The HCF and the beneficiary services representative (BSR) at this TRICARE Service Center had the insight to conclude that there was certainly treatment available closer to their duty station. They requested that the parents allow them time to research the local area, and the family readily agreed. After much research, they identified the Chairman of Dermatology at a major university who was able to treat the child, but unable to schedule an appointment within a month. Literature reveals that it is imperative that port wine stains be evaluated as soon as possible as the malformation may be associated with Sturge Weber Syndrome.
The BSR explained the sense of urgency to the physician, who in turn took the initiative to contact the family personally and schedule an evaluation.
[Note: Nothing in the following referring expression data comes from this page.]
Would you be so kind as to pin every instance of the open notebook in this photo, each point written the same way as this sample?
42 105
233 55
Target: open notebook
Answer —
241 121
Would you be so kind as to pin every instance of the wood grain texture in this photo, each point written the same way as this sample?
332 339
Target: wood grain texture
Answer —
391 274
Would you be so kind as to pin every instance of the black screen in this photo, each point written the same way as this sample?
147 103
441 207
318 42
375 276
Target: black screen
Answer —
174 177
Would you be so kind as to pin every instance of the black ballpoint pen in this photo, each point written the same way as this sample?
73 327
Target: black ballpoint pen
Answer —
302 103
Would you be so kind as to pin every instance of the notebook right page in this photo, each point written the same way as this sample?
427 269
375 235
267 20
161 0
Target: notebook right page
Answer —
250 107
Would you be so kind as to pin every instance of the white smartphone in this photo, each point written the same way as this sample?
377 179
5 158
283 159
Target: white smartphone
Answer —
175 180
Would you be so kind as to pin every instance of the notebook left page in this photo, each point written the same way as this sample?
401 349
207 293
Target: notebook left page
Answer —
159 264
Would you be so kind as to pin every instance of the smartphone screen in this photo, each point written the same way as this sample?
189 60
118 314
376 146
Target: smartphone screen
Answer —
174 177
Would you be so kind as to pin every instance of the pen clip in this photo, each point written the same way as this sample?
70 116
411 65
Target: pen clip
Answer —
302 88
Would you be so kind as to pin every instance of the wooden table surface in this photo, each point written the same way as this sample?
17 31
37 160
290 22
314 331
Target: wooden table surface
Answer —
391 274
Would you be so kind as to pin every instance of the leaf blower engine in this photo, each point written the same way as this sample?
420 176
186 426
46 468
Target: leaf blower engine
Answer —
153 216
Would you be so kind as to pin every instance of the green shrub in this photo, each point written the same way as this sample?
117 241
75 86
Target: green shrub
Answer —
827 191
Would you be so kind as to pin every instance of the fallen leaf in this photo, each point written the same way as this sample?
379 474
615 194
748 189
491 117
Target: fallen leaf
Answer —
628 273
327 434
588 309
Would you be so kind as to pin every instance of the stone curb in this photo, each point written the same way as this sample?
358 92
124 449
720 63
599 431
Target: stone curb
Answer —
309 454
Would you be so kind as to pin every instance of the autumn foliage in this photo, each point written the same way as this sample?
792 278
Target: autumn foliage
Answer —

Treatment for port wine stains can often be considered experimental; therefore, I requested that clinical findings be forwarded to me, as well as Humana Military Second Level Review (SLR). The BSR contacted the SLR associates and explained the urgency of the referral and recommendations by the dermatologist.
Following review of the clinical information submitted, it was determined that the child would be scheduled for Pulse Dye Laser treatment within the recommended time frame.
There is no question that our associates strive to put the “I Care” in TRICARE. And we repeatedly experience our provider partners teaming with us and making every effort to lessen the worry, anxiety and apprehension that many of our military beneficiaries endure when having to cope with family separation coupled with unforeseen illness and disease. My hat’s off to you!